Needless to say, as we do prepare to tackle this pandemic now and when the lethal Delta Plus variant hits us, there is this need for the Head of State to crack the whip.

The country is eagerly looking forward to seeing how he puts his slogan of “Hakuna Mchezo” in real practice.

The wananchi are getting nauseated by the never ending stories of outright theft, converted miss use of government resources, impunity and abuse of office that seem to have characterized the first phase of the wave.

Through the application of Magufulification, Mr. President you can actually recover unbelievably huge sums of money that can be used to meet all the current financial demands of fighting this pandemic without even having to resort to more borrowing!

As we prepare for the third wave, we certainly can no longer afford to have our frontline workers, the doctors and other health workers go without their salaries or allowances.

We can no longer afford to have our front line workers work in an environment that isn’t safe for them due to constant lack of Personal Protection Equipments (PPEs).

These frontline workers sacrifice a lot including putting their own lives and those of their relatives at high risk in order to try and save as many of our lives as humanly possible.

So it is high time we do start treating them with the dignity and honour that they deserve.

It would be a case of being insensitive to the very people that we all rely on for our lives in the hospitals and other health facilities not to be paid their salaries and allowances for up to 10 months yet for sure they too have personal and family needs just like all of us do.

We have heard reports of where the officials in the Ministry of Health and Finance admitted that the money meant to pay the salaries of doctors and other health workers is intact and being kept on the bank account.

It then becomes ironical that money is kept sitting somewhere on a bank account instead of disbursing it to the people that need it desperately.

For what purpose is this money being kept on a bank account and for how long is it going to be there? Is it being kept in order to earn more revenue in terms of interest that will accrue on it?

Who will be the beneficiaries of the accrued interest on this money?

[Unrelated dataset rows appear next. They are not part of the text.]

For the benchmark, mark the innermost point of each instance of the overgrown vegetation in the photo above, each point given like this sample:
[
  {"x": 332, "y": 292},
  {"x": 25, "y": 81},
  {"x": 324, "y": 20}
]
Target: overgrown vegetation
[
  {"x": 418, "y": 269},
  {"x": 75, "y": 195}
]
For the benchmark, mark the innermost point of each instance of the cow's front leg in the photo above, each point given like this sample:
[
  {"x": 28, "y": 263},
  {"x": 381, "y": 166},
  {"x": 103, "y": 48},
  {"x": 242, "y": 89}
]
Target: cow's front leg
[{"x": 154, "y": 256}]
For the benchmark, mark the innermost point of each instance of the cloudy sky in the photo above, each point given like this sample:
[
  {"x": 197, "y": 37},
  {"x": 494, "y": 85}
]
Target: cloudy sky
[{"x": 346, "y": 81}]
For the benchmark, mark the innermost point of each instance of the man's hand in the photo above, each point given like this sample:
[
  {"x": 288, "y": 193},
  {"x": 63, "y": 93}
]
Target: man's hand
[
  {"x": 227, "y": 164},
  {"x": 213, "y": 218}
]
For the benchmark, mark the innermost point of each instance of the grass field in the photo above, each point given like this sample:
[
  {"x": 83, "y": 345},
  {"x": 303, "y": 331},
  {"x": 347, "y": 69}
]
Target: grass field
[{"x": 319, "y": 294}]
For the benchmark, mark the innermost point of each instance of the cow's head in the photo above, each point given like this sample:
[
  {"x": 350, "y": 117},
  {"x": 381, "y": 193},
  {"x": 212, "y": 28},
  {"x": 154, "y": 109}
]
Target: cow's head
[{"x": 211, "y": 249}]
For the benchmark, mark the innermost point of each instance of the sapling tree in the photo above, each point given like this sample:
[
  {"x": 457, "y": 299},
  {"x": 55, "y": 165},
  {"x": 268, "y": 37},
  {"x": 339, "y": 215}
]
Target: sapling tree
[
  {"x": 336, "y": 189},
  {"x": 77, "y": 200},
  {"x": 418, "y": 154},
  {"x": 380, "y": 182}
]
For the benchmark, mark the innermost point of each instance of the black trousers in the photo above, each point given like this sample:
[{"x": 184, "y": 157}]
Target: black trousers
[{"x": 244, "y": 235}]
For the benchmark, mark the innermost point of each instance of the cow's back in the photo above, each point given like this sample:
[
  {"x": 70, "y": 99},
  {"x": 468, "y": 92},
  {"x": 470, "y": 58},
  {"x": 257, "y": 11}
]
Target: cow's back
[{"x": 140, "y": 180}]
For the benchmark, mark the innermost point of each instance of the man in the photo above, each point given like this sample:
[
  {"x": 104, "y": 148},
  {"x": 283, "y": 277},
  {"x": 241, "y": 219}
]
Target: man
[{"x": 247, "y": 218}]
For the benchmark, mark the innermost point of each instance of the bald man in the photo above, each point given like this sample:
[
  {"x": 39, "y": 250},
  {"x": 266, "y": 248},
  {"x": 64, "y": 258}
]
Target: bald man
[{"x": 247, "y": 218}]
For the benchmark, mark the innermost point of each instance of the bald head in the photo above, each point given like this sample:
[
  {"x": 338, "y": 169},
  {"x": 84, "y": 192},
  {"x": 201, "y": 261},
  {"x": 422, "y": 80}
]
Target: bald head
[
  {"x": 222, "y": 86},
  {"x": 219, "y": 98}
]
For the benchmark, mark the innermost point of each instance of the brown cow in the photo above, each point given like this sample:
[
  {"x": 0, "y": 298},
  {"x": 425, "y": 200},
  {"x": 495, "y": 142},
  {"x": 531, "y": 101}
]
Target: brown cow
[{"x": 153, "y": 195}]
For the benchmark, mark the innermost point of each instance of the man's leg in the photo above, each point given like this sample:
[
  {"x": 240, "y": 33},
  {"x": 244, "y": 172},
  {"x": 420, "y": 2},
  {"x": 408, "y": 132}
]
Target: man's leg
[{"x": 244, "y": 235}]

Surely, the country cannot continue to allow this insensitiveness, and impunity being exhibited by those that are given the duty to manage the affairs of the health workers of this country to this extent.

The real danger that the country faces if we don’t attend to the needs of the health workers is the possibility of an eminent drain of the country of her experienced and knowledgeable health workers.

This is a fact of history that has ever happened before.

It should be recalled that in the 1970s and early ‘80s during the Amin and Obote II regimes respectively, Uganda lost almost all its medical personnel.

There was a huge flight of consultants, surgeons, doctors and nurses who found their way to foreign countries where they felt that their services were more valued and their lives were safer.

This episode can easily be repeated here if we continue to mishandle these health workers.

It will be absurd when after equipping the hospitals with beds and oxygen, but only to find out that the doctors and other critical health workers who would be attending to us in these facilities are actually absent and that they have fled the country due to the poor working conditions that they are being subjected to.

Let us not take these groups in our society for granted and mishandle them. Many countries out there would be, for sure willing to take them in with open hands and with more dignity.